Der schwedisch-britische Impfstoffhersteller AstraZeneca sorgt in Brüssel für rote Köpfe: «Überraschend» sei man am Freitag informiert worden, dass die vereinbarte Menge an Impfmittel nicht geliefert werden könne. Die Rede ist von bloss 31 statt 80 Millionen Impfdosen im ersten Quartal. Das will man nicht einfach so auf sich sitzen lassen: «Der neue Zeitplan ist nicht akzeptabel», sagt Gesundheitskommissar Stella Kyriakides in einem aussergewöhnlich deutlichen Statement am Montag.
Man verlange umgehend Aufklärung darüber, wie viele Dosen produziert und wohin diese geliefert wurden. Anscheinend verdächtigt man den Konzern, für die EU reservierte Impfdosen an Dritte weiterverkauft oder versprochen zu haben. In Zukunft werde es eine Export-Genehmigungspflicht geben für in Europa ansässige Impfhersteller, wenn sie ihre Mittel über die EU-Grenzen hinaus verkaufen wollen, kündigte Kyriakides an.

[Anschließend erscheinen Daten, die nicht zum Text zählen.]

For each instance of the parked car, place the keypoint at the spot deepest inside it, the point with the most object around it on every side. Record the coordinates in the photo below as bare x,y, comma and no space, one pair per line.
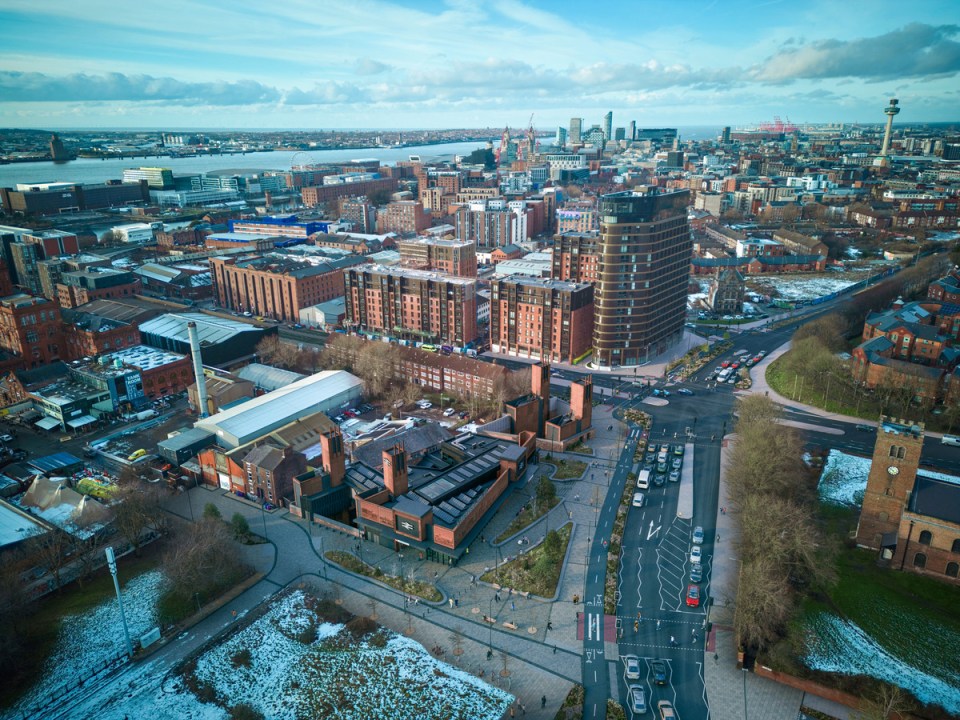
665,708
659,670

The EU wants to know exactly which doses have been produced where by @AstraZeneca so far, and if, or to whom, they have been delivered.
— Stella Kyriakides (@SKyriakidesEU) January 25, 2021
The answers of the company during the Steering Board discussion have not been satisfactory so far. A second meeting is scheduled for tonight.

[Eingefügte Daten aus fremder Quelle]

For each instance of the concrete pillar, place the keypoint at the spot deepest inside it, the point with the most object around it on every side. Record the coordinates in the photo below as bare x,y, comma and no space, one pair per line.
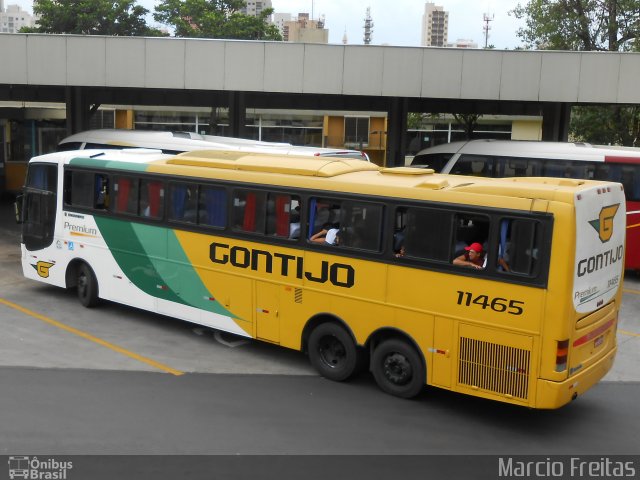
77,110
555,121
237,114
396,131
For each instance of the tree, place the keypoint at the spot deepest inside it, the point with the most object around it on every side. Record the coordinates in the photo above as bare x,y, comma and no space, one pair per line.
606,125
215,19
583,25
468,121
91,17
588,25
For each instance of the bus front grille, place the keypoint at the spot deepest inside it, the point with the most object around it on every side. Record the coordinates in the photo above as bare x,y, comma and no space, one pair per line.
495,368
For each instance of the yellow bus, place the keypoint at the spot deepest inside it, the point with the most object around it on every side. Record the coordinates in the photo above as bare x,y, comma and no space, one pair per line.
351,263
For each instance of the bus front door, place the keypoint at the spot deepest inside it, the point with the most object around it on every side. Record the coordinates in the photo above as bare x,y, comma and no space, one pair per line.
267,315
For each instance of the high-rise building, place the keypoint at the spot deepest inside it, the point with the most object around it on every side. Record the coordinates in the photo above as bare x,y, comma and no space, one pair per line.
435,25
14,18
279,20
305,30
255,7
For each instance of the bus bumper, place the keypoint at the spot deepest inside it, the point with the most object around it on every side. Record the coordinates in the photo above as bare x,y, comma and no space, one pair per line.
556,394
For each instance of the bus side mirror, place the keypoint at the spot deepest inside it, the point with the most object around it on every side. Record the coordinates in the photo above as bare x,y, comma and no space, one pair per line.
17,207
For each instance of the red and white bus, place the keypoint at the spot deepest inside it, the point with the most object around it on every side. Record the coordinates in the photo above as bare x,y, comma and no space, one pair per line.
514,158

Der Streit birgt viel Zündstoff. Die EU-Kommission wurde in den vergangenen Wochen intensiv kritisiert, sie habe nicht rechtzeitig genug Impfstoff eingekauft. Nun will man sich offensichtlich nicht nochmals zum Sündenbock abstempeln lassen.

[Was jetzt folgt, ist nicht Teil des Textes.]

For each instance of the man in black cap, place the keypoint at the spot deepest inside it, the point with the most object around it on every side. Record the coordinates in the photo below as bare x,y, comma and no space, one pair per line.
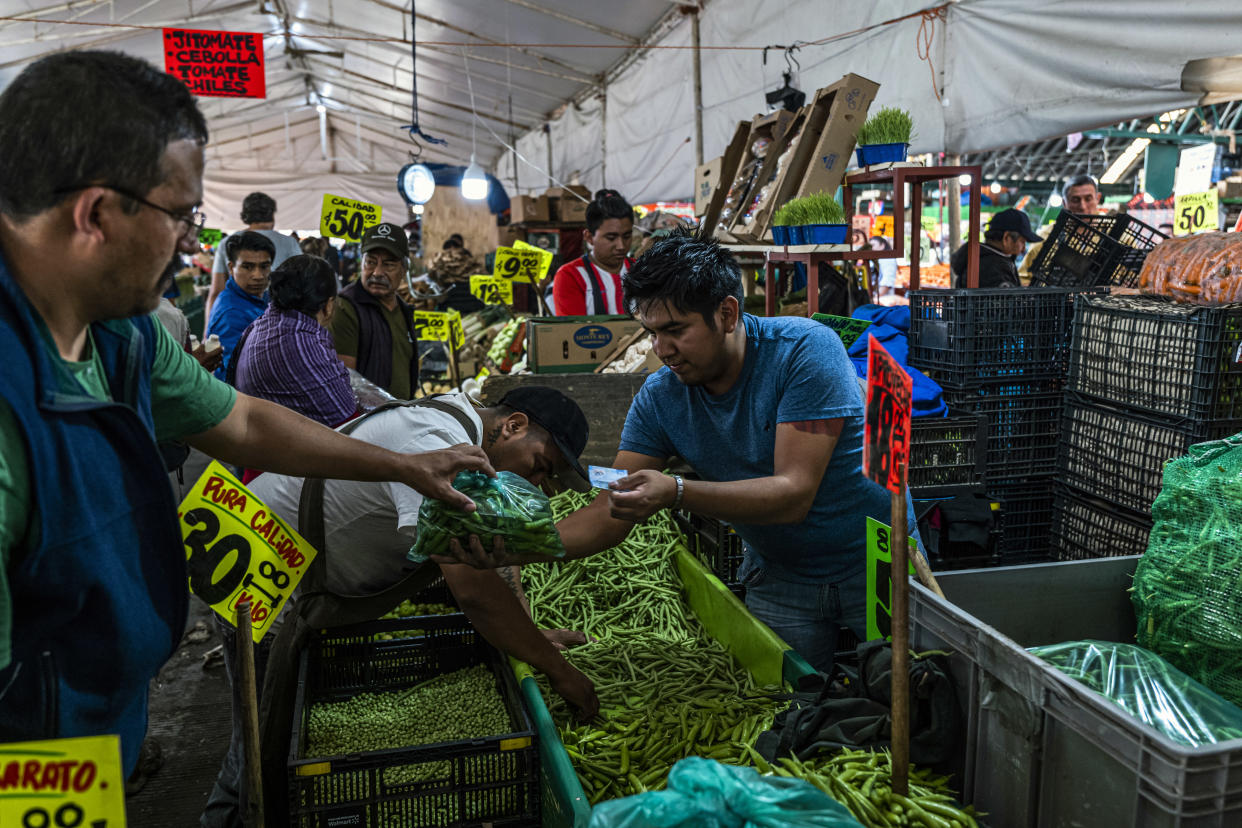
1004,241
368,528
373,328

Insgesamt hat die EU 300 Millionen Impfstoff-Dosen von AstraZeneca bestellt, mit der Option auf zusätzliche 100 Millionen. Bis zum Ende der Woche soll das Vakzin die Zulassung erhalten. Mehrere Länder impfen bereits mit dem Mittel von AstraZeneca. Neben Grossbritannien zum Beispiel auch Indien.
Die Schweiz hat im Oktober einen Vertrag mit AstraZeneca über 5,3 Millionen Impfdosen abgeschlossen. Die Zulassung des Impfstoffes ist hängig, dürfte aber schon bald erfolgen.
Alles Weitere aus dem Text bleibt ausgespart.